Love the thread, looking for more inspiration! Your weight loss is exactly what i'm shooting for (same starting weight as well). Sounds like your riding style is similar to mine as well. Good stuff and thanks for sharing!


----------



## casual

jacksdad said:


> Hey OP how are things going with the bike?
> 
> Love the thread, looking for more inspiration! Your weight loss is exactly what i'm shooting for (same starting weight as well). Sounds like your riding style is similar to mine as well. Good stuff and thanks for sharing!

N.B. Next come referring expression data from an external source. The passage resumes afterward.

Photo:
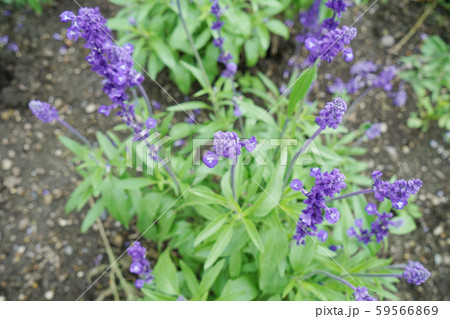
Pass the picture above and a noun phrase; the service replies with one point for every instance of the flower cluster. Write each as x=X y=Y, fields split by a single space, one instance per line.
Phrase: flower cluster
x=327 y=184
x=415 y=273
x=139 y=265
x=367 y=74
x=112 y=62
x=362 y=294
x=115 y=64
x=225 y=57
x=43 y=111
x=309 y=20
x=330 y=40
x=374 y=131
x=332 y=114
x=397 y=192
x=378 y=229
x=228 y=145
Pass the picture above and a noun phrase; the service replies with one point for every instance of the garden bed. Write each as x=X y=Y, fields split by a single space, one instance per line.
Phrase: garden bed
x=42 y=253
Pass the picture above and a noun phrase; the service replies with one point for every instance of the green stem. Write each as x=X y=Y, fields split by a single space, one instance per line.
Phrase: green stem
x=296 y=156
x=147 y=100
x=343 y=281
x=378 y=275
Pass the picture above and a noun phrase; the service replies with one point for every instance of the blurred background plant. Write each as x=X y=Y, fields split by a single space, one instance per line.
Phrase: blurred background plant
x=428 y=73
x=35 y=5
x=156 y=32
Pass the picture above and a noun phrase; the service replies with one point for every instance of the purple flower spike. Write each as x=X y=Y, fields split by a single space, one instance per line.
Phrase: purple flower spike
x=139 y=265
x=374 y=131
x=327 y=184
x=228 y=145
x=230 y=70
x=151 y=123
x=332 y=215
x=210 y=159
x=397 y=192
x=415 y=273
x=296 y=185
x=43 y=111
x=362 y=294
x=67 y=16
x=322 y=235
x=331 y=116
x=338 y=6
x=250 y=144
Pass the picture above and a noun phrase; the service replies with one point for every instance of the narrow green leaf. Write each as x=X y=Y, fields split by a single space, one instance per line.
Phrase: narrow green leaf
x=134 y=182
x=219 y=246
x=211 y=229
x=210 y=277
x=300 y=88
x=190 y=278
x=166 y=275
x=93 y=213
x=164 y=53
x=253 y=234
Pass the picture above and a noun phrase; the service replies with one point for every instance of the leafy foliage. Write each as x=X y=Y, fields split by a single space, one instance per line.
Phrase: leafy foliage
x=429 y=75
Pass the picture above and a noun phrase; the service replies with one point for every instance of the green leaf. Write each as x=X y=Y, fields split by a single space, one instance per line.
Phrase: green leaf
x=219 y=246
x=300 y=88
x=269 y=197
x=251 y=48
x=407 y=226
x=196 y=72
x=93 y=213
x=189 y=277
x=188 y=106
x=278 y=27
x=134 y=182
x=242 y=289
x=164 y=53
x=251 y=110
x=253 y=234
x=165 y=274
x=210 y=277
x=211 y=229
x=275 y=251
x=106 y=146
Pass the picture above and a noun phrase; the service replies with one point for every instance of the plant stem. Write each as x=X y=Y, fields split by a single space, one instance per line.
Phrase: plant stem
x=112 y=259
x=283 y=130
x=191 y=41
x=74 y=132
x=343 y=281
x=362 y=191
x=296 y=156
x=147 y=100
x=355 y=103
x=397 y=266
x=232 y=181
x=172 y=175
x=378 y=275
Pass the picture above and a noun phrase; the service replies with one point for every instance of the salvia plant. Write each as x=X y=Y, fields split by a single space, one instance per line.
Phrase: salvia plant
x=159 y=36
x=35 y=5
x=245 y=202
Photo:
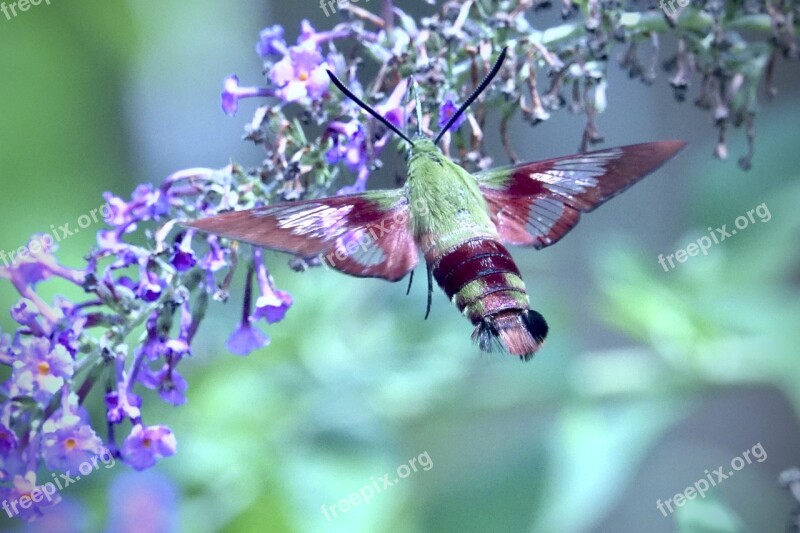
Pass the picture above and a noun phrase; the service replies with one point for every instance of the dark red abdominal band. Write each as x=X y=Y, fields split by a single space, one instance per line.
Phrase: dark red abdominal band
x=484 y=259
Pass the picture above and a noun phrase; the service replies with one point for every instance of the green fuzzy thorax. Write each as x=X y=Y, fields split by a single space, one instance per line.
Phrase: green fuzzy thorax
x=446 y=204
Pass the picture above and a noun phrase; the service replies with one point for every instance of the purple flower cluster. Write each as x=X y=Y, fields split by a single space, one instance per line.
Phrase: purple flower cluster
x=63 y=349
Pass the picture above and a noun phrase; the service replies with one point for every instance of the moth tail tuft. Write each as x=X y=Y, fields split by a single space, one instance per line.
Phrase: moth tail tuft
x=517 y=332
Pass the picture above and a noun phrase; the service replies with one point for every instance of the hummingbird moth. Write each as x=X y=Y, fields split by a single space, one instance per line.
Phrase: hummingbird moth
x=460 y=222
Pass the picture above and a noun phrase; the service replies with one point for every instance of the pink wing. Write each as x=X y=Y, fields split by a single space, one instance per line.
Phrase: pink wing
x=536 y=204
x=365 y=235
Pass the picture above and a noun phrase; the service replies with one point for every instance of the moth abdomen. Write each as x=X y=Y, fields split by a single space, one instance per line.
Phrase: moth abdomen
x=480 y=277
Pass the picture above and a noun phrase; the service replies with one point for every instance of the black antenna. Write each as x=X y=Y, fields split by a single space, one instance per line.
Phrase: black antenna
x=367 y=108
x=486 y=81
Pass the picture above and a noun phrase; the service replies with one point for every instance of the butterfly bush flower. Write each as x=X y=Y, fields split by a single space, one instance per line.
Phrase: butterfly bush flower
x=148 y=282
x=147 y=444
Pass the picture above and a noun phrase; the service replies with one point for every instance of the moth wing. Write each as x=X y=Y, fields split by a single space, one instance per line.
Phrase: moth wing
x=536 y=204
x=364 y=235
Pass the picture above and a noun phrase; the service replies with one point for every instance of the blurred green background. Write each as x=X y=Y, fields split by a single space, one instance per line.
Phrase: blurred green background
x=648 y=377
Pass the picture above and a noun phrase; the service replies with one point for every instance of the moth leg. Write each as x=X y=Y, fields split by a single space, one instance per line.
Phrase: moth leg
x=430 y=291
x=410 y=279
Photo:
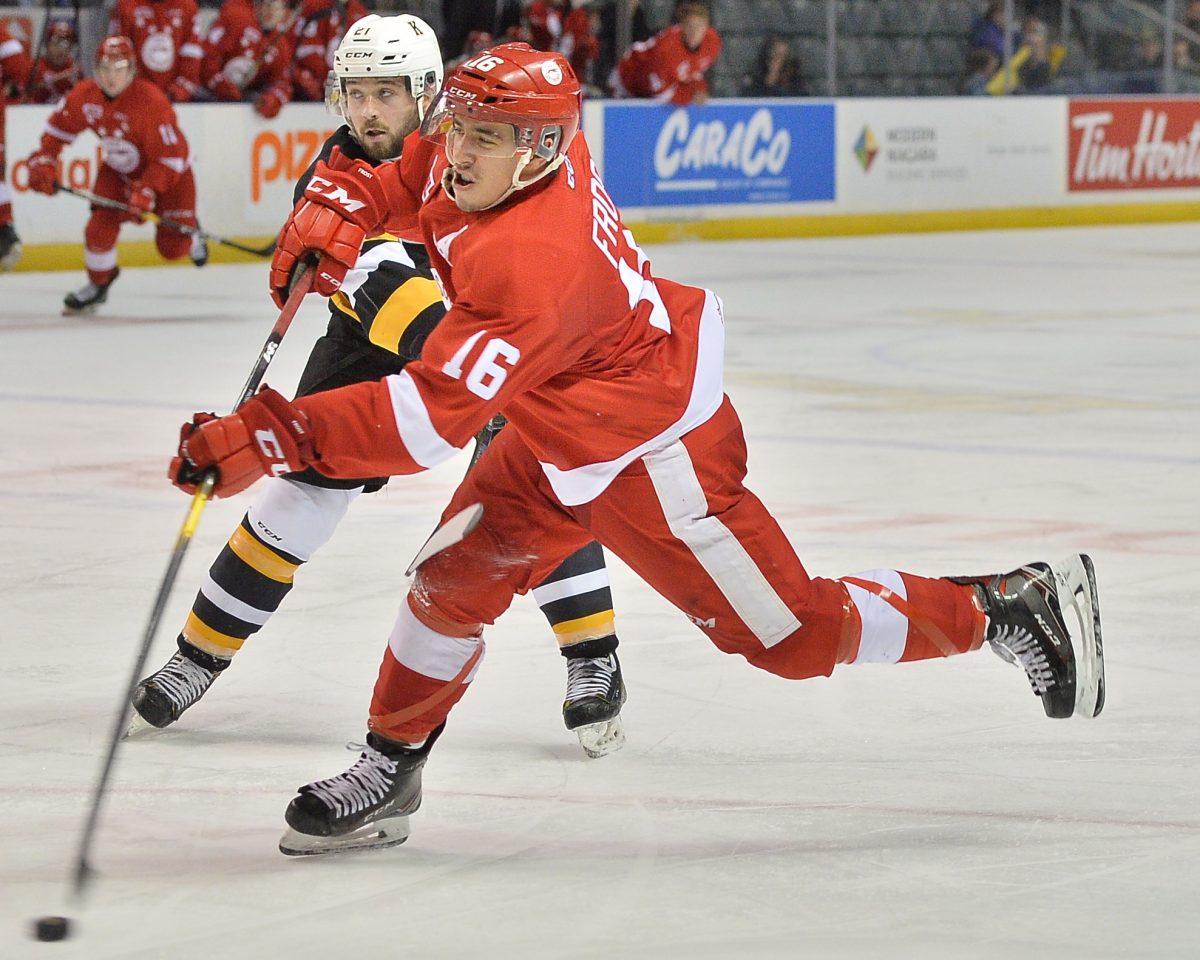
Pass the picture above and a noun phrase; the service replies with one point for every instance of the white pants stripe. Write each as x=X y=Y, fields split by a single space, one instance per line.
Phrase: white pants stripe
x=715 y=547
x=427 y=652
x=885 y=628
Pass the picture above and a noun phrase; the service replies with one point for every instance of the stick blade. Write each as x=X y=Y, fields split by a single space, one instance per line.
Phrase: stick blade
x=448 y=534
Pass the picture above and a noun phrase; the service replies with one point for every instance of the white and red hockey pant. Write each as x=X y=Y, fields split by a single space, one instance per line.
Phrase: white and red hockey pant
x=100 y=235
x=683 y=520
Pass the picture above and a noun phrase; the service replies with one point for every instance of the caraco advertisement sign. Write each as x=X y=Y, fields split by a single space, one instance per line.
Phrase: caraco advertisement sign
x=724 y=153
x=948 y=154
x=1133 y=144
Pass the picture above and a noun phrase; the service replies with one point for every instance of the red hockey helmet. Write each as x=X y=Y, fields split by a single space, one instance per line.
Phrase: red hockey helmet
x=534 y=91
x=115 y=51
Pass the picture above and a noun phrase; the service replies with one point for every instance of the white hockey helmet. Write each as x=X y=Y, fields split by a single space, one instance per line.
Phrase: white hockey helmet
x=401 y=46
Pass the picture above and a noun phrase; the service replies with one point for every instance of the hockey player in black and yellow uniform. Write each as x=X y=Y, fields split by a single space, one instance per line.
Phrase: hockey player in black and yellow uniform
x=387 y=69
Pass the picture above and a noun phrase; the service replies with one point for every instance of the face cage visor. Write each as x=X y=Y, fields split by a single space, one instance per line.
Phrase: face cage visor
x=421 y=88
x=457 y=124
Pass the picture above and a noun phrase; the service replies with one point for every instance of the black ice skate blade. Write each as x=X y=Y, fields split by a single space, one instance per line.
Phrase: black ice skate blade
x=379 y=835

I wish you lots of luck with your weight loss, you can do it. Really. I am not sure of your fitness level but mine was total crap. On your journey remember it took me a LOOOOOONG time to ramp up to any distance and speed so don't be discouraged. My first week of riding, I couldn't ride even 3 miles without feeling dead. A 10 mph average was fast for me. It does get easier and you will be amazed at how much better you feel. Those first few months are difficult but you can make it through them. 

The good thing is cycling is still enjoyable and the only physical activity I have managed to stick with for any length of time. I recommend it for weight loss and the weight has stayed off. If I have free time, motivation isn't too much of a problem, but it isn't a cakewalk either. I am seldom "itching" to go but neither do I dread it. A caffeine drink like strong coffee or pre-workout drink with caffeine/b vitamin/etc can really help. I am reluctant to schill for a supplement product, but Cellucor C4 Extreme I get at Costco works extremely well for me and does give me that final boost to get out the door on many days. 


As far as the bike goes there have been zero problems since last update, the bike now has 10K+ miles on it. No creaks, no breakage, no excess wear. The only change to the bike is a new set of tires as the last set actually wore to where you could start to barely see the cords on the rear tire. The previous set was Michelin Pro3, the new set are Michelin Krylion Carbon. I haven't had a single flat with the new ones which has made life easier. They are a bit heavier than the previous set but for my riding I dont notice a difference in weight, handling, braking, etc. Not having to repair flats is a truly great thing.


----------



## jacksdad

Thanks for the update. 

a 20 mile ride for me solo sees an average speed around 13.2. i've been focused on pacing so i can really up the distance and do 40+ solo. It's just great to see someone on here who is a normal human being. thanks again for sharing.


----------



## jetdog9

OP, have you upped the crankset/chainrings yet? Keep in mind that in addition to 53/39, 52/36 is a popular option now and is what most bikes are coming with. 52/36 with 11-28 in the rear gives you incredible range.

BTW the black with orange accents is great. And somewhat unique.


----------



## Migen21

Love this thread
Love the stories
Love to hear people getting into cycling and being happy with their experience, equipment, etc...


----------



## Old Roadie88

Thanks for the updates, casual ! keep 'em coming.


----------



## WeekendWarrier

Great thread! I agree with your assessment that Fuji offers the best value for a moderate cyclist. I bought a 2014 Fuji Sportif 1.1 in early 2015. I have 1k miles on it without a major issue. Its 56cm frame fits my 5'11" frame perfectly. I encourage others who are looking to get into cycling to try a Fuji.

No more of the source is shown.